The Transportation Security Administration (TSA) wants to alleviate potential confusion or concerns transgender travelers may have about going through security checkpoints at airports.
The agency has released a new video with information on how screening procedures are conducted for transgender individuals.
“TSA recognizes members of the transgender community may have concerns with certain security screening procedures when flying,” says the video.
The first tip from the video tells transgender travelers to make sure that the information on their boarding passes matches the information on their government issued ID.
Travelers are screened by walk through metal detectors or advanced imaging technology. When entering this part of the screening process, TSA officers will press a button “designating a gender based on how you present yourself,” according to the video.
Procedures carried out from this point forward are then based on that gender selection. If travelers cannot or choose not to be screened by the advanced imaging process, a pat down will be conducted by a TSA officer of the same gender.
The video also notes that if there is an alarm in the screening process on a prosthesis in a “sensitive area,” TSA officers will work with the traveler to resolve the alarm “in the best way possible.” The video also says that travelers will not be asked to reveal a sensitive area.
Legislation for Transgender Travelers
This is not the first time concerns have been raised about screening for transgender passengers. Legislation was introduced in the previous Congress to improve the screening process for transgender travelers.

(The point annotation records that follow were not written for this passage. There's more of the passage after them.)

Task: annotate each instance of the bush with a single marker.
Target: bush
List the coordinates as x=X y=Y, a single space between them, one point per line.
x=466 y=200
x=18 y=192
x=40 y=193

The Screening With Dignity Act of 2016 (H.R. 6420) directed the TSA Administrator to develop procedures to “appropriately screen self-identified transgender passengers.”
The bill ultimately failed to advance and died in the previous Congress.
More “Comprehensive” Screening Procedures
The TSA recently announced that it was changing the way it conducts pat-downs on air travelers to “lessen the cognitive burden” for screening officers. Previously, travelers were offered one of five different pat-down procedures; now there is only one which the agency described as more “comprehensive.”
The changes were projected to be so much more noticeable that the TSA asked local airport law enforcement to be briefed on procedures in case passengers called to report being subjected to an abnormal screening process by a TSA employee.